WASHINGTON (Reuters) – The U.N. human rights expert for Myanmar on Wednesday called on the United States to further tighten sanctions on the country’s military rulers to include their main revenue source, the state oil and gas enterprise.

U.N. Special Rapporteur Tom Andrews, a former member of the U.S. Congress, also said it was vital for Washington to at least maintain levels of humanitarian support for victims of the junta inside and outside Myanmar.

Andrews told a hearing of the U.S. Congress’s Tom Lantos Human Rights Commission he was “alarmed” by reports that some donors, including the U.S., might reduce support for Rohingya refugees who fled Myanmar and said a Joint Response Plan that includes food rations for Rohingya children in Bangladesh was only 32% funded so far this year.

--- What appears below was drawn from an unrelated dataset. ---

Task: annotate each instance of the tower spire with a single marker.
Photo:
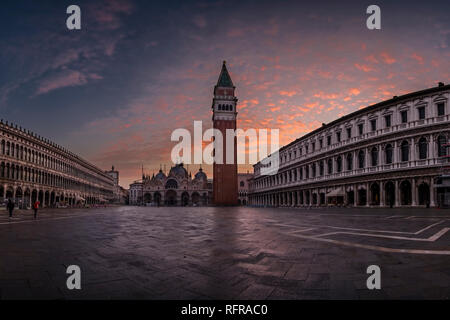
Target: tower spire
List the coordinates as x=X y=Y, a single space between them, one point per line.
x=224 y=77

Andrews praised Washington for imposing sanctions on the Myanmar Foreign Trade Bank and Myanma Investment and Commercial Bank in June, but said more needed to be done.

“We need to have more sanctions imposed… I urge the U.S. to join the European Union and immediately impose sanctions on the junta’s single largest source of revenue, the Myanma Oil and Gas Enterprise,” Andrews said.

“If you can stop the money, you can cut their ability to continue these atrocities,” he said referring to civilian deaths at the hands of the military.

Andrews also urged Washington to work with other countries to block the junta’s access to weapons.

Last month, Washington expanded its sanctions against Myanmar to include foreign companies or individuals helping the junta to procure jet fuel it uses to launch air strikes, while estimating that the military had killed more than 3,900 civilians since taking power in a 2021 coup.

In January, the United States targeted the managing director and deputy managing director of the Myanma Oil and Gas Enterprise with sanctions, but has yet to go further against the firm, despite the urgings of rights groups and dissidents.

Myanmar military officials have played down the impact of sanctions and say their air strikes target insurgents.

Andrews said in a May report that Myanmar’s military had imported at least $1 billion in arms and other material since the coup and called out Russia and China for aiding its campaign to crush its opposition.